Le recuerdo siempre en las peñas, a la vera del santo, entre las cuatro parras que allí tiene, recogiendo las uvas para el vino del país que luego vendía y bebía con orgullo. Allí me dijo que cuando el mosto está fermentando lo suyo es echarle un hueso de jamón, para que tome cuerpo.
A Casildo le gustan los niños, ver su mirada curiosa y sorprendida:
- A ver, tú que eres tan listo, ¿si Madrid empieza con M, termina con qué?
- ¡Con D!
- Otra vez, ¿si Madrid empieza con M, termina con qué?
- Mmm, ¿con D?
- ¿Estás seguro? Si Madrid empieza con M, termina... ¡con T!
Pero lo que más le gusta en el mundo es el agua. Antes los mejores charcos del río estaban detrás de la Peña Alcaraz, ahora todo está inundado por el pantano y sus consecuencias.
Aún así él sigue yendo a nadar al pantano: ’La gente no sabe que esta es la mejor agua del pueblo, ahora van to el mundo a las piscinas, pero yo vengo aquí to los días’ -nos dice mirando el horizonte, tal vez resignado.
Con pasos cortos se acerca a la orilla y comienza el ritual lentamente. Se quita los zapatos, se desabrocha la correa y se quita los pantalones. Sin ninguna prisa, como si el tiempo no existiera, se pone el bañador y se desabrocha la camisa. Con andar casi cansado se detiene justo en la orilla, se detiene el tiempo. De repente, con brío juvenil, da un salto de cabeza y se zambulle en el agua fresca, nadando pantano arriba. De cuando en cuando se detiene para descansar haciendo el muerto, dejando fuera del agua apenas la nariz y la barriga. Casi le perdemos de vista.

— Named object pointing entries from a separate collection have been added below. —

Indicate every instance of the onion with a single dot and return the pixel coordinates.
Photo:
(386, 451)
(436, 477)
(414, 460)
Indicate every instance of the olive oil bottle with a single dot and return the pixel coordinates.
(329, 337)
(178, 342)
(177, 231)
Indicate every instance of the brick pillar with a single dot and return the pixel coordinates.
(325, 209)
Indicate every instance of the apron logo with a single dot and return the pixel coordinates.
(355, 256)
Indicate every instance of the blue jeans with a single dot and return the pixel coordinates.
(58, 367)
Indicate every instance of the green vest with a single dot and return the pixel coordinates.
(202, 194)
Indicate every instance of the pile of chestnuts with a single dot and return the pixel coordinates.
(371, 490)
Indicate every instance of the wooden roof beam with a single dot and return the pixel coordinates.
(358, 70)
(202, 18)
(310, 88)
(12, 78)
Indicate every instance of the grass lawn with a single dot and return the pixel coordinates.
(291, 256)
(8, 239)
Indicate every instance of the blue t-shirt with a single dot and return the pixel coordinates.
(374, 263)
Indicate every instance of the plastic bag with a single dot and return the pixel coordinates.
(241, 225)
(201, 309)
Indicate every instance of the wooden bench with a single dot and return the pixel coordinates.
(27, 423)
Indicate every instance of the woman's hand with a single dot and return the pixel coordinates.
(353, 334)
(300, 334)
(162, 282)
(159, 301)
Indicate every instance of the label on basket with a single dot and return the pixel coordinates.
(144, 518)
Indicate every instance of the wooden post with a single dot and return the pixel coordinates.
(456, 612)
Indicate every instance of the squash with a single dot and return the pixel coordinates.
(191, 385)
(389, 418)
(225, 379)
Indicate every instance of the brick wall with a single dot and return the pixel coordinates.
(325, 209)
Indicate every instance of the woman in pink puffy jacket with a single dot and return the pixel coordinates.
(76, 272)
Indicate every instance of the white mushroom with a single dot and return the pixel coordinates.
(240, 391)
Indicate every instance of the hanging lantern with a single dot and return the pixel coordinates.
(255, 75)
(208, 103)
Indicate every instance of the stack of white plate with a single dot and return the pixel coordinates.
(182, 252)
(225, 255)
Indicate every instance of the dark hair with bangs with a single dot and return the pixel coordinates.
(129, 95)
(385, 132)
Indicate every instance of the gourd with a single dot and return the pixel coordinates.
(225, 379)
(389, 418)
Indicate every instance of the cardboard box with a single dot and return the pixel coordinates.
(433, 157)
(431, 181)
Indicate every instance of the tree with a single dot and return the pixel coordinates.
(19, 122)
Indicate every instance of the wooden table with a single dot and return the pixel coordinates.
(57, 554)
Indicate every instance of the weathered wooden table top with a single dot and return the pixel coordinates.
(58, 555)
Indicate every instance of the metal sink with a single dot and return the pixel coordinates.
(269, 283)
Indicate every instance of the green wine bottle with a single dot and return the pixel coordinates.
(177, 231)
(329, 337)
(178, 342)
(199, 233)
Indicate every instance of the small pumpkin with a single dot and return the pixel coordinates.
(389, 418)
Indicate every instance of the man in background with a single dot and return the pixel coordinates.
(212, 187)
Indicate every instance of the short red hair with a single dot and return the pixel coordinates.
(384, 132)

Media hora más tarde vuelve como si tal cosa, rejuvenecido. Al salir me pregunta dónde estoy ahora, qué hago. Al momento se dibuja una sonrisa pícara en su cara y nos dice:
-¿Si os ato a dos sois capaces de soltaros?
- ¡Venga! Pero ¿con qué?
- Cojo un par de juncos de esos y os ato, a ver si sois capaces. A mi me ataron con otro en Francia, los carabineros, y cuando volvieron a por nosotros ya estábamos cada uno corriendo por los montes aquellos.

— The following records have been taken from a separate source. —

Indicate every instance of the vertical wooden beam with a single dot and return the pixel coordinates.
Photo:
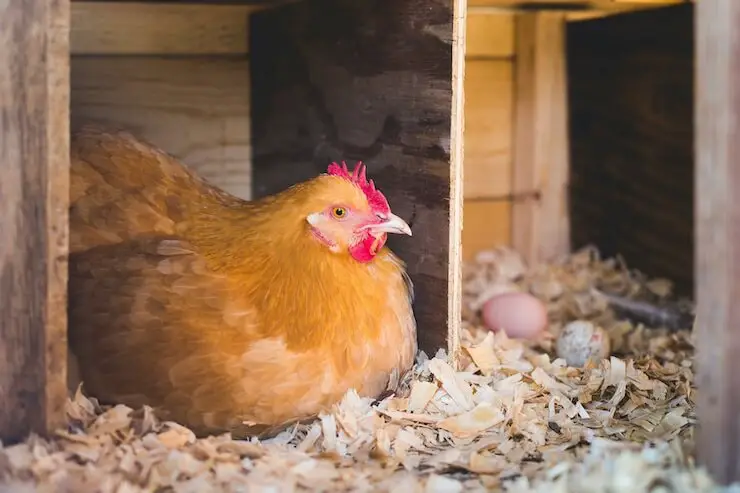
(540, 227)
(34, 196)
(368, 80)
(717, 238)
(457, 152)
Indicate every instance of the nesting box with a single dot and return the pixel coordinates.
(571, 137)
(255, 96)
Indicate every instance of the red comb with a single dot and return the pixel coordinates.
(375, 198)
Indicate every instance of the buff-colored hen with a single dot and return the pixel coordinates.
(219, 312)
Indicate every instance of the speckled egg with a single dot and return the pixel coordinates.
(520, 315)
(580, 341)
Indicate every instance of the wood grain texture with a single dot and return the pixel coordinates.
(34, 197)
(113, 28)
(488, 128)
(540, 223)
(607, 5)
(717, 236)
(631, 127)
(372, 81)
(196, 108)
(487, 224)
(457, 157)
(490, 36)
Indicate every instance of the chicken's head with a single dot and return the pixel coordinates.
(354, 216)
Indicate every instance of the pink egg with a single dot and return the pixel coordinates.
(520, 315)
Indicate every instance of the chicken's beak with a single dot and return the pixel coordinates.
(393, 224)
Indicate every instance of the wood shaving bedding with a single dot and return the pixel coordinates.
(514, 419)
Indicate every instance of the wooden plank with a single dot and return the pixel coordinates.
(195, 108)
(487, 225)
(159, 29)
(490, 36)
(593, 4)
(540, 224)
(717, 237)
(371, 81)
(457, 161)
(34, 198)
(631, 126)
(488, 128)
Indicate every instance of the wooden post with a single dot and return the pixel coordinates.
(34, 196)
(718, 236)
(540, 227)
(370, 80)
(457, 148)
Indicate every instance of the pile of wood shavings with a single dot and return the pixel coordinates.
(515, 419)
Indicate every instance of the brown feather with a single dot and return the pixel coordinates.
(215, 310)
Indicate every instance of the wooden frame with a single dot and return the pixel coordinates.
(540, 224)
(717, 180)
(34, 196)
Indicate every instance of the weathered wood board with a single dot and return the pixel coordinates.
(540, 223)
(34, 190)
(631, 132)
(717, 210)
(365, 80)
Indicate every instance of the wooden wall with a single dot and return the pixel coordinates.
(176, 74)
(489, 86)
(632, 155)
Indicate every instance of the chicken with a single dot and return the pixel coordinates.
(222, 313)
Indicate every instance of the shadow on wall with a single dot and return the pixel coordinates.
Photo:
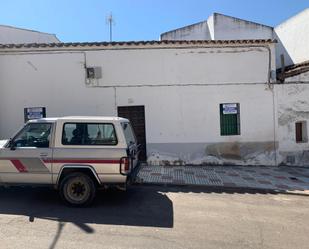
(136, 207)
(280, 49)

Vuelve con un par de juncos de dos metros de largo, los coge de la punta con dos dedos y los aplasta todo lo largo que son para hacerlos más manejables. Nos ata las muñecas a cada uno con uno y los cruza:
- Ahora soltaros.
Después de diez minutos de acrobacias, risas y un poco de vergüenza por no ser capaces vuelve a la carga:
- Yo me tengo que ir, si queréis os dejo ahí to el día.
A los veinte minutos, ya rendidos por la risa, las zirigoncias intentando soltarnos (algo como jugar al Twister pero con las manos atadas a tu compañero) y el bochorno se acerca sin decir palabra, coge una de las sogas la pasa entre la muñeca, tira y estamos libres.
Se da la vuelta y se aleja dejándonos con dos palmos de narices.